SNVPhyl

What does it do?

SNVPhyl is a pipeline developed by the Public Health Agency of Canada for evaluating the number of SNPs between a reference strain and other closely related strains. It also builds a phylogenetic tree to attempt to show the relatedness of these strains. Lots more info can be found at the SNVPhyl readthedocs site.

How do I use it?

Subject

In the Subject field, put SNVPhyl. Spelling counts, but case sensitivity doesn't.

Description

The first line of your description needs to be reference, and the second line the SEQID of the strain you want to act as your reference strain. Ideally, you'll want to pick a high-quality assembly for your reference.

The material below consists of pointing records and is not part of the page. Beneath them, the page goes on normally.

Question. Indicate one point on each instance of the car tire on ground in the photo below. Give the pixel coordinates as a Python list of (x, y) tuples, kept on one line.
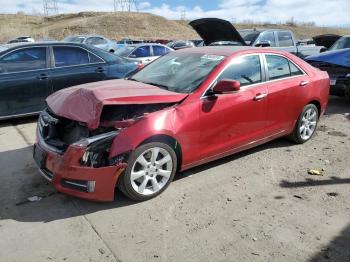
[(151, 168), (306, 125)]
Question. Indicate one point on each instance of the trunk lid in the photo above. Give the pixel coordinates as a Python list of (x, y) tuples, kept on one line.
[(84, 103), (214, 30)]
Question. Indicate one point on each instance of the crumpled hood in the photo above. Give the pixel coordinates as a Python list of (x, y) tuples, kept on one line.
[(337, 57), (84, 103), (215, 30)]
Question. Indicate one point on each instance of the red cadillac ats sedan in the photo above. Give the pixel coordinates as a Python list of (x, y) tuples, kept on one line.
[(185, 109)]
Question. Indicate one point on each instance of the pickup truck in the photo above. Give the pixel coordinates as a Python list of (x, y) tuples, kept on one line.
[(216, 31)]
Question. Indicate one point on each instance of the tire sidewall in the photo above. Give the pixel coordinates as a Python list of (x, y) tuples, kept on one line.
[(297, 127), (127, 187)]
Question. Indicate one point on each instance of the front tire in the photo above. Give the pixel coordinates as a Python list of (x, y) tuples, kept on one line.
[(306, 125), (151, 168)]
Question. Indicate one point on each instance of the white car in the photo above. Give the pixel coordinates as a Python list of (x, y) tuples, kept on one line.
[(143, 53)]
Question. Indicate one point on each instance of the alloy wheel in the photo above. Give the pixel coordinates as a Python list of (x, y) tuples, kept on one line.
[(151, 171), (308, 124)]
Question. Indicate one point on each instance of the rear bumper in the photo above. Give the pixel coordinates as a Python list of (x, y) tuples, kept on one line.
[(66, 174)]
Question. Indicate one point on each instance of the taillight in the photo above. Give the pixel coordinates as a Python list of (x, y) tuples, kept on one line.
[(140, 66)]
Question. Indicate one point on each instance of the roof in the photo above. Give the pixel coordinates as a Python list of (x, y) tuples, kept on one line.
[(230, 50)]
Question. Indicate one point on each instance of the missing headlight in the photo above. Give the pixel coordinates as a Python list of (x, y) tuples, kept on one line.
[(97, 152)]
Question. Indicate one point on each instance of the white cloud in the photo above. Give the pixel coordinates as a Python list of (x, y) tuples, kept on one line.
[(323, 12)]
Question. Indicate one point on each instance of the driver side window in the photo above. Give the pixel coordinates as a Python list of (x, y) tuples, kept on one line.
[(246, 70)]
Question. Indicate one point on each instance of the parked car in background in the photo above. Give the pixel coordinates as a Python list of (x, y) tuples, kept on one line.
[(217, 30), (143, 53), (29, 72), (93, 40), (337, 64), (186, 108), (177, 45), (22, 39), (326, 40), (341, 43)]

If you wish to attach a reference file instead of providing a SEQID, the second line must be attached

The third line of your description should be compare, and lines after that the SEQIDs for strains you want to compare your reference to.

Example

For an example SNVPhyl, see issue 12494.

Interpreting Results

The zip file uploaded on SNVPhyl completion should contain 10 files. Important files are:

  • snvMatrix.tsv: Shows the number of SNVs between every strain submitted.
  • vcf2core.tsv: Shows how much of the genome was covered by the analysis (look at the Percentage of all positions that are valid, included, and part of the core genome column in the all row). This should be at least 90 percent, or the strains you were comparing were probably too far apart to get good results.
  • phylogeneticTree.nwk: The phylogenetic tree created by SNVPhyl. If you want to view this tree, you can use a program such as FigTree or a web-based viewer like phylo.io.

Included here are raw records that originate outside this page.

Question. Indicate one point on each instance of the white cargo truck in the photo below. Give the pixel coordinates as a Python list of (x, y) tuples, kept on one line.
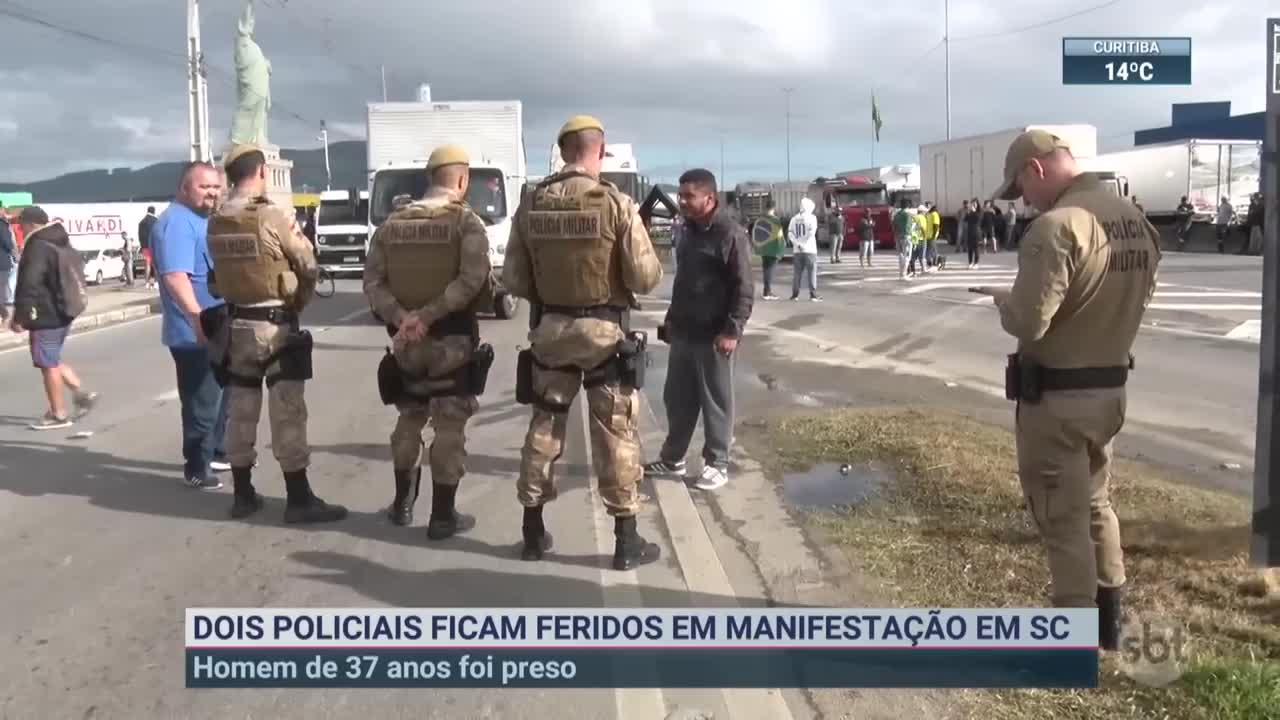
[(342, 229), (964, 168), (401, 139), (620, 168), (1202, 171)]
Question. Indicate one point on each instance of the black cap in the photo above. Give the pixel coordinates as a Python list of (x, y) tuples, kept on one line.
[(33, 215)]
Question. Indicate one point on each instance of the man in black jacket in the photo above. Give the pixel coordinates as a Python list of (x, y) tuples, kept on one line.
[(145, 226), (39, 311), (711, 304), (8, 265)]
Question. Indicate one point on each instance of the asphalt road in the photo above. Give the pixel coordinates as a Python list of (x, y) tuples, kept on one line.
[(105, 546)]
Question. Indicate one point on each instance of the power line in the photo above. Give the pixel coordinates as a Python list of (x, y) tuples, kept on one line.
[(1040, 24), (21, 13)]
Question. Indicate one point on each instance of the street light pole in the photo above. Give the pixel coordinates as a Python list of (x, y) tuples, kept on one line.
[(789, 91), (328, 173), (722, 162), (946, 50), (197, 89), (1265, 548)]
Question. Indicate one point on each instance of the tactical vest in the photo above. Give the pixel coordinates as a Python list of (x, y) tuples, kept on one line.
[(247, 269), (571, 241), (424, 249)]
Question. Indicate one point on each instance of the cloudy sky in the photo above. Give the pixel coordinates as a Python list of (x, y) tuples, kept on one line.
[(677, 78)]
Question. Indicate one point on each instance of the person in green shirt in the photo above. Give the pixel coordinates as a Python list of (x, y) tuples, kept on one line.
[(767, 238)]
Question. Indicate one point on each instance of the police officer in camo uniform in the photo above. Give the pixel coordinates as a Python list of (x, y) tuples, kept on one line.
[(580, 254), (426, 276), (266, 272), (1086, 274)]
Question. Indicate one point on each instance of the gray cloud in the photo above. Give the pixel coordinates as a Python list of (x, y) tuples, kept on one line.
[(668, 76)]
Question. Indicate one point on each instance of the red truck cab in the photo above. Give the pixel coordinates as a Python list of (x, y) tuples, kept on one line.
[(854, 197)]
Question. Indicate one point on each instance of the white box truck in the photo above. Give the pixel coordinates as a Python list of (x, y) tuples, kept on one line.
[(401, 139), (964, 168), (342, 229), (620, 168), (1203, 171)]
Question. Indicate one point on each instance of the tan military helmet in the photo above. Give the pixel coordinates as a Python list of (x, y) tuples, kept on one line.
[(1025, 147), (577, 123), (447, 155)]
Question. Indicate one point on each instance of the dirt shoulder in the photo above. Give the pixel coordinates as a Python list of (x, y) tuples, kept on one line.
[(946, 528)]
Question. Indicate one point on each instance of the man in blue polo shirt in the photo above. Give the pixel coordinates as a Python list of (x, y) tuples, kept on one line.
[(181, 251)]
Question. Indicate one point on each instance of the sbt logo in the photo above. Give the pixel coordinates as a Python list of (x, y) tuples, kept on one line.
[(1152, 652)]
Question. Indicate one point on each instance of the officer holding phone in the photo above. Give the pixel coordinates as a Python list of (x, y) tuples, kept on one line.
[(1086, 274)]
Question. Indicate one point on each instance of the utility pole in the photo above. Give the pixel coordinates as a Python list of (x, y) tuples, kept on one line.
[(1265, 548), (789, 91), (328, 173), (723, 182), (946, 50), (197, 89)]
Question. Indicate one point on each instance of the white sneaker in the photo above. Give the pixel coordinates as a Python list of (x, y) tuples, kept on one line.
[(712, 478)]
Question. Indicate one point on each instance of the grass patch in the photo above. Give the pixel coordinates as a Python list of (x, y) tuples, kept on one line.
[(951, 532)]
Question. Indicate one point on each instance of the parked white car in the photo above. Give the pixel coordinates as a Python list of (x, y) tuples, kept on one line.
[(101, 264)]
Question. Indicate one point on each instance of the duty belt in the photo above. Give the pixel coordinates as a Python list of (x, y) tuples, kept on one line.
[(452, 324), (1083, 378), (598, 311), (277, 315)]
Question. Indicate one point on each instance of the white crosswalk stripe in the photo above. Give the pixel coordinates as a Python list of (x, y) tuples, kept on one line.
[(952, 283)]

Other files can also be important - see the docs on SNVPhyl Output files for more information.

How long does it take?

Most SNVPhyl requests take ~1 hour to complete. If you submit a request for a larger SNVPhyl (>30 strains), it may take substantially longer.

How to check if your SNVPhyl will fail using Galaxy Docker
  1. Log into the head node by typing the following in the terminal ssh ubuntu@head or ssh ubuntu@192.168.1.5
  2. If prompted for a password enter the standard bioinformatics password.
  3. Enter watch squeue. Under the column NAME there will be a list of biorequests running. In the same row as your biorequest note your Job ID and the node in which your issue is running under JOBID and NODELIST.
  4. On a web browser of your choice search http://[IP_address].[node#]:[jobID]. (Eg. for a job on node 03 with the ID 34595 the url would be: http://[IP_address].3:34595/)
    • Please ask a bioinformatician or Cathy for the IP address.
  5. Under the tab user cick log in and login with the following credentials: user: admin@galaxy.org; password: admin.
  6. On the right there will be a tab labeled history that will display all the steps the the SNVPhyl runs. If there are many tabs with red x's it will likely fail.


What can go wrong?

A few things can go wrong with this process:

1) Requested SEQIDs are not available. If we can't find some of the SEQIDs that you request, you will get a warning message informing you of it.

2) Strains too far apart. SNVPhyl requires that the strains you want to compare to the reference be closely related to the reference. If you ask for a SNVPhyl with things that are not very related, you will get a warning telling you so.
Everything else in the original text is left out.